¿Cómo puede Dios ser amado? ¿Cómo puede haber unión con un ser no conocido naturalmente?
La respuesta es que la unión del entendimiento y la voluntad con Dios, se realiza sobrenaturalmente. Dios es conocido (vía afecto) por el camino del amor sobrenatural y no por el de la racionalidad. El rayo de tinieblas ilumina la voluntad. El conocimiento que llega al entendimiento es confuso y general, pero, bastante suficiente, para que la voluntad se sienta inflamada y enamorada sin saber ni entender todo.
Hay, entonces, una peculiar manera de amar sin entender que San Juan de la Cruz aclara en estos términos: “Acerca de lo que algunos dicen que no puede amar la voluntad sino lo que primero entiende el entendimiento, ésta es la manera de entender naturalmente; pero por vía sobrenatural puede Dios infundir amor y aumentarle sin infundir ni aumentar distinta inteligencia”. Y, es que el conocimiento nacido del afecto impulsa al entendimiento a conocer más a Dios. Y lo hace de dos maneras: buscando un conocimiento más bien racional, a través de la ciencia teológica; y el otro, místico y sobrenatural, que lo da la propia unión con Dios, al hacer participar al entendimiento con la sabiduría y la gracia de Dios, que no es sino sabiduría de amor. Solo el amor es fecundo.

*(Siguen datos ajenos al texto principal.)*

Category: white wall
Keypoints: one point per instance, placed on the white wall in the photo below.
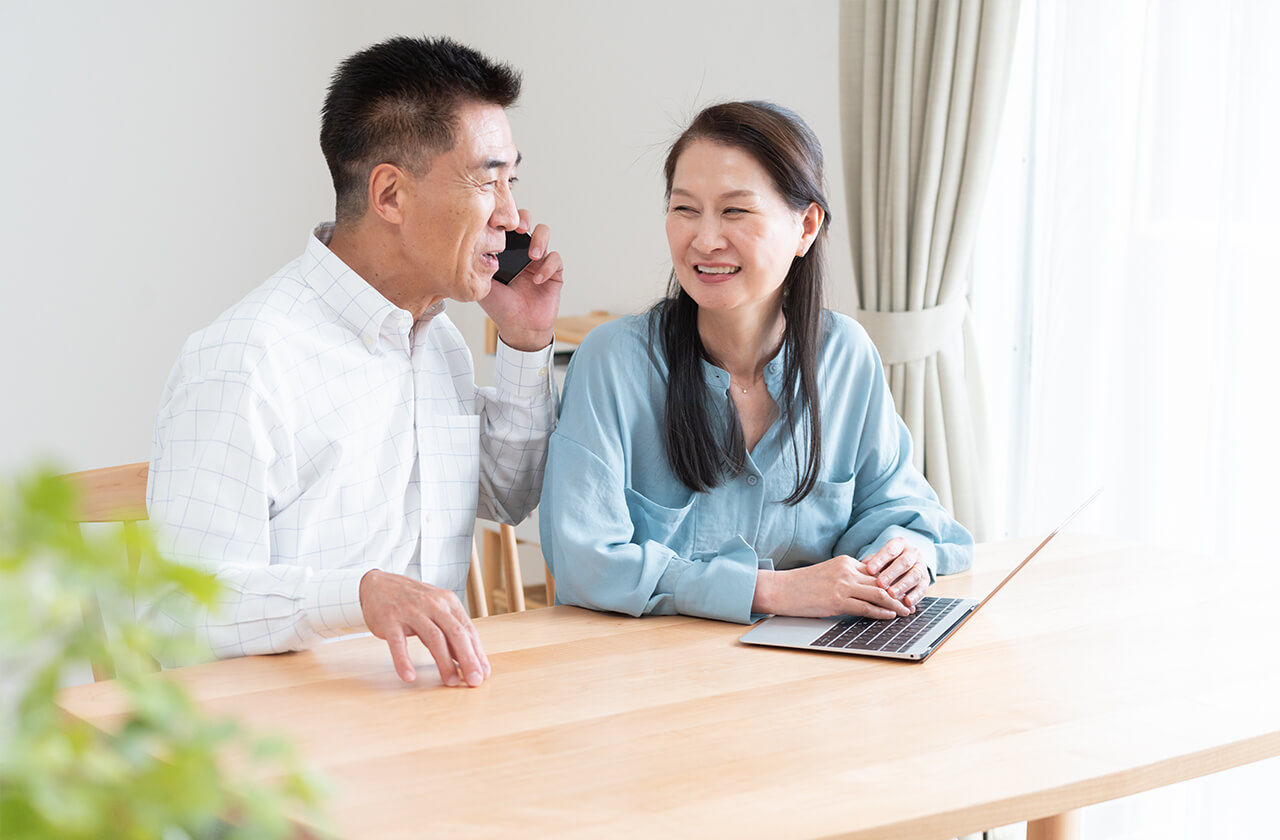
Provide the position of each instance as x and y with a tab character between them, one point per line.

La ciencia teológica es la fe que busca entender, y así nos podemos unir con Dios, pero de manera relativa. Pero para unirse a Dios solo sirve la sabiduría que da la ciencia teológica y la ciencia del amor sobrenatural. Así que, la unión con Dios exige amor y ser amado en igualdad de amor. El alma desea amar a Dios con la pureza y perfección que ella es amada de El. Sin embargo, en esta vida no puede conseguirse el amor puro y perfecto de Dios, solo se consigue de una manera relativa; será en la otra vida que el alma amará a Dios con una inefable plenitud de amor. El amor perfecto es cosa del cielo. Solo allá seremos semejantes a Él, nos dice la carta de San Juan (1Jn 3,2). El Amor pascual es regalo para toda la eternidad.
Cf. T. Vergés, Por las sendas espirituales de san Juan de la Cruz, pp. 144-145.